Casos recentes de abandono de animais nas cidades do ABC chamam atenção para uma situação invisível nas estatísticas oficiais. Apesar da gravidade, as prefeituras da região ainda não possuem dados consolidados sobre o tema, enquanto protetores independentes assumem o resgate e os cuidados dos animais, muitas vezes sem apoio ou recursos adequados.
“Abandono virou rotina, e nós, protetores, estamos sozinhos”, diz Patrícia Garcia, protetora independente que atua na região. “Infelizmente, as pessoas passam uma noite na cadeia e acabou, não pagam. A lei deveria fazer o contrário, multar quem abandona e recompensar quem resgata, pois esse custo recai sobre nós”, completa.
Prefeituras
A maioria das prefeituras do ABC não mantém registro sistematizado do número de animais abandonados. São Caetano e Santo André informam que não possuem um censo específico, mas destacam ações como castração gratuita, campanhas de conscientização e canais para denúncias.

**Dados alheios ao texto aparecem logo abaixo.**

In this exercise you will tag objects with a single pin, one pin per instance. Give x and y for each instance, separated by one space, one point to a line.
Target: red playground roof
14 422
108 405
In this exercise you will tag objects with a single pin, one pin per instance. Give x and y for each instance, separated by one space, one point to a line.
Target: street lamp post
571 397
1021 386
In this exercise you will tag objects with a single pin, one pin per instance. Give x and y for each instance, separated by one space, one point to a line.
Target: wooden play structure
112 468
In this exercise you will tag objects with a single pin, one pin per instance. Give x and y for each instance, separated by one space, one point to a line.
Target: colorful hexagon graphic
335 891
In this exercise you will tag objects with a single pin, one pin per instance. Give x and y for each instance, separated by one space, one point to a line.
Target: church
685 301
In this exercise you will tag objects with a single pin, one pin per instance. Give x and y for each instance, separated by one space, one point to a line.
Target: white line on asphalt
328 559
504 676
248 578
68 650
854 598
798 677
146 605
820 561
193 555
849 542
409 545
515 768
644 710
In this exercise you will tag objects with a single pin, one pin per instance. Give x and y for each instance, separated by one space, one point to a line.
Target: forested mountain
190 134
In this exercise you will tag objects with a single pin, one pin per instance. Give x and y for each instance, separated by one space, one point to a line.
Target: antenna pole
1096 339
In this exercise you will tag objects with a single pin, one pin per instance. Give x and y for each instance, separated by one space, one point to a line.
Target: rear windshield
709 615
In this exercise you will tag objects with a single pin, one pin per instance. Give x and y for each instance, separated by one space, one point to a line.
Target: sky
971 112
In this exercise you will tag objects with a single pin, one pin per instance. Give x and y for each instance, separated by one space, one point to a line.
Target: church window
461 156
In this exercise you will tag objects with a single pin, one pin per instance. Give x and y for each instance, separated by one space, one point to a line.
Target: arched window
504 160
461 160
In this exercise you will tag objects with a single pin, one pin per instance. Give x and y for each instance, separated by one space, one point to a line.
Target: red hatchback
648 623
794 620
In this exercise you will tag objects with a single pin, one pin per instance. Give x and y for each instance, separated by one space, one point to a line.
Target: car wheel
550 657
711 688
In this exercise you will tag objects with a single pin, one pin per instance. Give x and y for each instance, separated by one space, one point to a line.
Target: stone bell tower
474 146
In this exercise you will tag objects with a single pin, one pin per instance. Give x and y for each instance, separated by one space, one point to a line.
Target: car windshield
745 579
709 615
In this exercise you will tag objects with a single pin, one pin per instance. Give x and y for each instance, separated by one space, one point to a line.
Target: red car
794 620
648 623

Em São Bernardo, a Secretaria de Saúde ressalta que o abandono de animais é crime e deve ser denunciado à Dicma (Delegacia de Investigações de Crimes ao Meio Ambiente). A cidade não dispõe de abrigo público para acolhimento. O recolhimento municipal ocorre apenas em casos que representem risco à saúde pública, como mordeduras.
Mauá é a única cidade que apresenta estimativa dos casos: registrou cerca de 335 atendimentos a animais vulneráveis entre janeiro e maio de 2025, contra 250 no mesmo período de 2024. Oferece serviço móvel de resgate para animais atropelados ou debilitados e incentiva denúncias pela Central 156.
Diadema atua exclusivamente no resgate de animais silvestres, com 139 atendimentos em 2024 e 71 até maio de 2025. Esses números, no entanto, não abrangem abandono de animais domésticos, que permanece sem dados oficiais na cidade.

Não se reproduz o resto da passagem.